One-Sample Kolmogorov-Smirnov
The Kolmogorov-Smirnov D test is a goodness-of-fit test which tests whether a given distribution is not significantly different from one hypothesized (ex., on the basis of the assumption of a normal distribution). It is a more powerful alternative to chi-square goodness-of-fit tests when its assumptions are met. Whereas the chi-square test of goodness-of-fit tests whether in general the observed distribution is not significantly different from the hypothesized one, the K-S test tests whether this is so even for the most deviant values of the criterion variable. Thus it is a more stringent test.
Key Concepts and Terms
Observed vs. hypothetical distribution.
The observed distribution is the distribution of the variable in the sample. The hypothetical distribution is the expected distribution of a variable with the same parameters if it conformed to a particular type of distribution. The types supported by SPSS are the normal, Poisson, exponential, or uniform distributions. Other distributions are supported through graphical methods. The expected hypothetical distribution is calculated by consulting the appropriate distribution table. In the simplest case, for a uniform distribution with a range of 1 to 8, the cumulative percentages would be 12.5%, 25%, 37.5%, 50%, 62.5%, 75%, 87.5%, and 100%. D would then be the largest difference between one of these theoretical cumulative percentages and the corresponding empirical cumulative percentage, as discussed below.
Kolmogov-Smirnov D.
The D value is the largest absolute difference between the cumulative observed proportion and the cumulative proportion expected on the basis of the hypothesized distribution. The computed D is compared to a table of critical values of D in the Kolmogorov-Smirnov One-Sample Test, for a given sample size (cf. Massey, 1951). For samples > 35, the critical value at the .05 level is approximately 1.36/SQRT(n), where n = sample size. If the computed D is less than the critical value, the researcher fails to reject the null hypothesis that the distribution of the criterion variable is not different from the hypothesized (ex., normal) distribution. In practice, computer programs like SPSS compute the probability of D directly without need to refer to such a table. SPSS prints the two-tailed significance level, testing the probability that the observed distribution is not significantly deviant from the expected distribution in either direction.
Assumptions
Random sampling is assumed, as with all significance tests.

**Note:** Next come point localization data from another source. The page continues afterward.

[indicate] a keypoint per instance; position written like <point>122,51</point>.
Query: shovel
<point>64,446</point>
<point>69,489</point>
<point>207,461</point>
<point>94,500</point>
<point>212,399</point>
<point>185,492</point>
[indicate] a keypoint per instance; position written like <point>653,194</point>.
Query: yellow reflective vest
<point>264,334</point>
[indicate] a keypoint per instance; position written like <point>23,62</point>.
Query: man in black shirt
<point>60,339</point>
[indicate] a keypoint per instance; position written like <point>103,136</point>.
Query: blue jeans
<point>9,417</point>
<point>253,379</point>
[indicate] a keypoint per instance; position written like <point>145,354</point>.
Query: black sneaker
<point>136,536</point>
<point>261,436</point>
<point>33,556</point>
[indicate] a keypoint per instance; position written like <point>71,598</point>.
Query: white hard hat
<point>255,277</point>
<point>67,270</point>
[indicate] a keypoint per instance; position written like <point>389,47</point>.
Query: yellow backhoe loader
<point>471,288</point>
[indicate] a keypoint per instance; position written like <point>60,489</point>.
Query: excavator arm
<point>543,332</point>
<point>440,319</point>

Level of data. Continuous interval or ratio data are required for the Kolmogorov-Smirnov goodness-of-fit test for exact results. If approximate results are sufficient, ordinal data or grouped interval data may be (and commonly are) used. The K-S test is also used for ordinal data when the large-sample assumptions of the chi-square goodness-of-fit test are not met.
Hypothetical distribution specified in advance. For the normal distribution, the expected sample mean and sample standard deviation must be specified in advance. For the Poisson distribution and the exponential distribution, the expected sample mean must be specfied in advance. For the uniform distribution, the expected range (minimum, maximum values) must be specified in advance. The menu mode of SPSS calculates these expected parameters from the data, but the researcher may specify them manually in the command language in the syntax window, as per the SPSS Base Syntax Reference Guide.
Could I use the Kolmogov-Smirnov goodness-of-fit test to test my data not only against the normal distribution, but also against a series of other distributions?
Multiple comparisons would lower the effective alpha significance level. That is, a series of K-S tests for the same criterion variable might capitalize on chance patterns in the data. This is why it is assumed that the hypothetical distribution is specified in advance.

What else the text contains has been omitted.